The True Meaning Behind “That’s So Gay”

If you’ve wandered around the halls of Graded, you will have usually seen people laughing, smiling, and hanging out with their friends. Usually what they talk about is kind-hearted, but sometimes, friends insult each other. When they do this, though, they make it clear (most of the time) that what they’re saying is a joke, and should be taken as one. The problem is: sometimes people say things that they find funny, but others on the receiving end might not, and rather, be confused by it..  

With this, The Talon shines light on the phrase  “that’s so gay”. The only thing that comes to mind when thinking of that phrase is the stereotypes that come along with that word, and centuries of oppression against the queer community.  It’s a phrase many have heard countless times at this school, and some will laugh at; but how do members of the LGBTQ+ community (or the LGBTQ+ club at Graded) truly feel when they hear that?

 

The Talon: When you hear people saying “that’s so gay”, how does that make you feel?

 

Chloé Cortez: I get immediately, like, annoyed in a way and kind of–I wouldn’t say disgusted–but I do feel repulsed. I feel really annoyed.

 

Sofia Okroglic:  I feel nauseous. For me, it also depends on who’s saying it. So, like, if it’s with my friends and someone says “that’s so gay”; I know it’s a very different meaning than a kid who just tripped and another one said “that’s so gay”, you know what I mean? It’s a very different connotation.

 

Vidisha Sharma: I agree with what Sofia said about connotation; if it’s someone gay, like myself, and I make jokes like “oh my god that’s so gay” or “hahaha I’m so gay”. But if someone’s who’s straight says it, it usually comes with a negative connotation and that is meant as an offense.

 

Helen Liu: I think it stems from a lot of, like, ignorance (..) Most people, they say it and they think “oh, it’s not offensive, they’ll just get over it. You’re so sensitive for thinking that I’m being offensive.” They’ve never been part of it themselves, of being mocked for some trait they’re not in control of, so they don’t know how it feels to use something that’s out of their control as an offense and a slur, and something people make fun of.

 

The Talon: If you could have an immediate impact on what people do when they say this, what would it be?

 

S.O.: I would like to make people who use that word in a degrading way, I would like to make them feel how that word feels like. I would like to show them how that word, like; just to use someone as an offense or something that is less than other is really hurtful and I want them to feel that. Because, if they feel that, they’ll rethink it before they do it again. A bit vindictive, but still.

 

C.C.: I feel like it’s only fair to do that, like, I agree. If you’re using it in that context, you’re not thinking of how you’re using it. It’s only fair that you, like, know what it feels like. Like, think before you speak, you know?

 

H.L.: Also, it’s just because people think it’s quirky to say it, like, “cê é tão gay, seu viado” and that kind of stuff; it’s because it’s popular and a lot of people are saying it. I think the people that aren’t bad and are just picking up on it because other people are saying it. So what I would want to do is make that word (…) not cool. If you say that you’ll immediately be associated with someone that’s uncool, someone that is not aware of the, like, social issues. Because everyday people suffer because of sexuality, and people who say that as a slur should immediately be associated with people who are not cool and just not “fit for society”.

 

V.S.: I also agree that it’s best to make them understand the connotation that comes with using this word and the negativity. And I also think that it would be depending on how they use the word; because, like, if they’re using it maliciously to talk to people based on their identity, I would want to use force to make them understand how bad it actually can feel. But it’s genuine, just, ignorance.

 

From these interviews, it is evident that the people on the other end of “that’s so gay” are hurt and repulsed by the common use of the phrase. Some young adults might feel that it is okay to use this phrase as a joke or an insult because it doesn’t affect them, and and feel that“long gone are the times when gay people were oppressed”, but they are wrong. The further in time we go, the more critical we are of each other. But the true question is, how can someone look or dress like a sexual orientation?

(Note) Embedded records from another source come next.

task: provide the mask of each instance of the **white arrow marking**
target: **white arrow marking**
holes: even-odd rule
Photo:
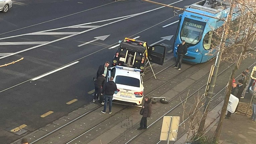
[[[140,36],[138,36],[137,37],[135,37],[134,38],[133,38],[133,39],[137,39],[139,38],[140,37],[141,37]],[[120,45],[120,44],[118,44],[118,45],[116,45],[115,46],[112,46],[112,47],[110,47],[110,48],[108,48],[108,49],[113,49],[115,47],[118,47],[119,45]]]
[[[171,40],[171,39],[172,39],[172,38],[173,36],[173,35],[170,35],[170,36],[166,36],[166,37],[162,37],[161,38],[163,39],[161,39],[161,40],[160,40],[159,41],[157,41],[157,42],[156,42],[155,43],[153,43],[153,44],[151,44],[149,46],[153,46],[154,45],[156,44],[157,44],[157,43],[159,43],[160,42],[161,42],[162,41],[164,41],[165,40]]]
[[[107,38],[108,37],[108,36],[109,36],[110,35],[104,35],[104,36],[99,36],[99,37],[94,37],[93,38],[94,38],[95,39],[95,39],[93,40],[92,41],[90,41],[89,42],[86,42],[85,43],[83,43],[83,44],[80,44],[80,45],[77,46],[78,46],[79,47],[80,47],[81,46],[83,46],[83,45],[85,45],[86,44],[88,44],[88,43],[92,43],[92,42],[94,42],[95,41],[97,41],[97,40],[99,40],[103,41],[103,40],[105,40],[105,39]]]
[[[0,56],[5,56],[6,55],[11,54],[12,53],[0,53]]]
[[[49,42],[0,42],[0,45],[26,45],[41,44]]]
[[[47,32],[30,33],[27,35],[70,35],[79,32]]]
[[[69,28],[94,28],[100,26],[75,26]]]
[[[175,21],[175,22],[173,22],[173,23],[171,23],[170,24],[168,24],[167,25],[165,25],[164,26],[163,26],[162,27],[168,27],[168,26],[170,26],[170,25],[172,25],[173,24],[175,24],[175,23],[177,23],[178,22],[179,22],[179,21]]]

In the news, it’s common nowadays to see a child murdered in cold blood because they told their parents they were gay, an example being Anthony Avalos. This 10-year-old boy had come out as gay days before his murder and was found with severe signs of physical harm including malnutrition, cigarette burns, and bruises. The police suspected this might have been a hate crime for homophobia (Therolf, 1). Many people don’t pay enough attention to this issue, but like other problematic words, the unaccepting problem in our society is far from resolved.

By using this phrase to put people down, the phrase continues to add a negative connotation onto a sexuality, and it is helping a culture of hatred, nurture that oppression. The next time you see or hear someone say this, think about it and do something. We have spent way too much time demeaning others for stereotypical ideals of their sexual orientation, and not enough time respecting each other.